Osteoporosis itself has no symptoms its main consequence is the increased risk of bone fractures. Osteoporotic fractures occur in situations where healthy people would not normally break a bone; they are therefore regarded as fragility fractures. Typical fragility fractures occur in the vertebral column, rib, hip and wrist.

Diagnosis and Management

The diagnosis can be done using conventional radiography and by measuring the bone mineral density. Dual-energy x-ray absorptiometry is done. Depending on the likelihood of an underlying problem, investigations for cancer with metastasis to the bone should be done.

Lifestyle prevention can be through tobacco smoking cessation and moderation of alcohol intake. Elderly should have a better diet. Medication through bisphosphonates is useful in decreasing the risk of future fractures in those who have already sustained a fracture due to osteoporosis.

Effects of Exercise on Musculoskeletal Diseases

Elderly with joints problems should do it in moderation, especially within one’s cardiac tolerance. Excessive exercise may induce injury to musculoskeletal structures. Rest periods may also be helpful to relax the structures involved, as well as to regain energy lost with exercise. Exercises which could have kept the cartilage from becoming thin and damaged are hindered. This makes them vulnerable to injury or degenerative joint disease.

Activities that strengthen tendons are affected. The stretching and recoiling of tendons which help in transmission of force produced by muscles to the bones stops. Exercise amplifies their strength, preventing them from becoming physically injured.
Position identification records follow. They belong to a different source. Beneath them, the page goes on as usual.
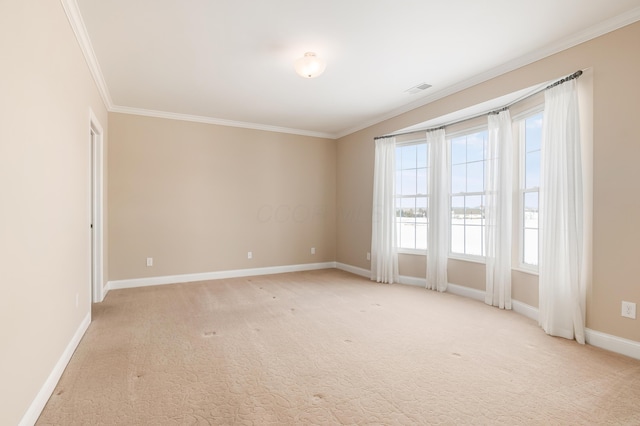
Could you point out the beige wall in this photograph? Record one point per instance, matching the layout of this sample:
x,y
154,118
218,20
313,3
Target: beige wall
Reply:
x,y
613,60
46,93
197,197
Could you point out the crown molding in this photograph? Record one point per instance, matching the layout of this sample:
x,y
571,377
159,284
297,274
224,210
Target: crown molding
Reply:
x,y
595,31
77,24
219,122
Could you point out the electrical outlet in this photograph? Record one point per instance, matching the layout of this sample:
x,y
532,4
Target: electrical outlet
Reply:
x,y
629,309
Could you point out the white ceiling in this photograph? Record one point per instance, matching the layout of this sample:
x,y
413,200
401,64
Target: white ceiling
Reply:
x,y
231,61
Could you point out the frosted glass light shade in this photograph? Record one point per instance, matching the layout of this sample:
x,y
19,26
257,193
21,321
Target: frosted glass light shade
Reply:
x,y
309,66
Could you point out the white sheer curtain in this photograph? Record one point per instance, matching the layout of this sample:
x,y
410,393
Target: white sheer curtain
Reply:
x,y
438,212
562,282
498,208
384,253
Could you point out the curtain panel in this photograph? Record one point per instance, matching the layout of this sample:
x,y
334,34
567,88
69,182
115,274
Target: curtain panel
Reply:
x,y
384,252
498,210
562,282
438,212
Without exercise, the ligaments can loosen up. Exercise can help them maintain their power and durability. Due to old age, inactive nature of these people weakens the bones making them susceptible to all sorts of physical injuries.

General Diagnosis and Treatment of musculoskeletal diseases

The diagnosis of musculoskeletal diseases requires knowledge of the diseases which affect this age group, well knowing the signs and symptoms, and a working knowledge of laboratory and radiographic abnormalities.

Treatment is based on the principles of pain relief and maintenance of function. Physical therapy, patient education, psychological support and the use of medications is also recommended. Anti-inflammatory drugs are the most used as they are effective in relieving pain and improving function in most patients. However there is increased risk for anti-inflammatory drugs induced toxicity, and therefore an individual should choose carefully. On that note potential precaution on toxicity must be weighed against realistic benefits before and during actual therapy. 

References

Fonda, D., & National Health and Medical Research Council (Australia). (1994). Musculoskeletal disorders in the older person: Report of the Health Care Committee Expert Panel for Health Care of the Elderly. Canberra: A.G.P.S.

Perry, H. M., Morley, J. E., & Coe, R. M. (1993). Aging and musculoskeletal disorders: Concepts, diagnosis, and treatment. New York: Springer Pub. Co.

Reichel, W. (1995). Care of the elderly: Clinical aspects of aging. Baltimore: Williams & Wilkins.

Reichel, W., & Arenson, C. (2009). Reichel’s care of the elderly: Clinical aspects of aging. Cambridge: Cambridge University Press.

Rothstein, D. E. (1992). The interrelationships among physical activity status, musculoskeletal variables, and gait in the elderly.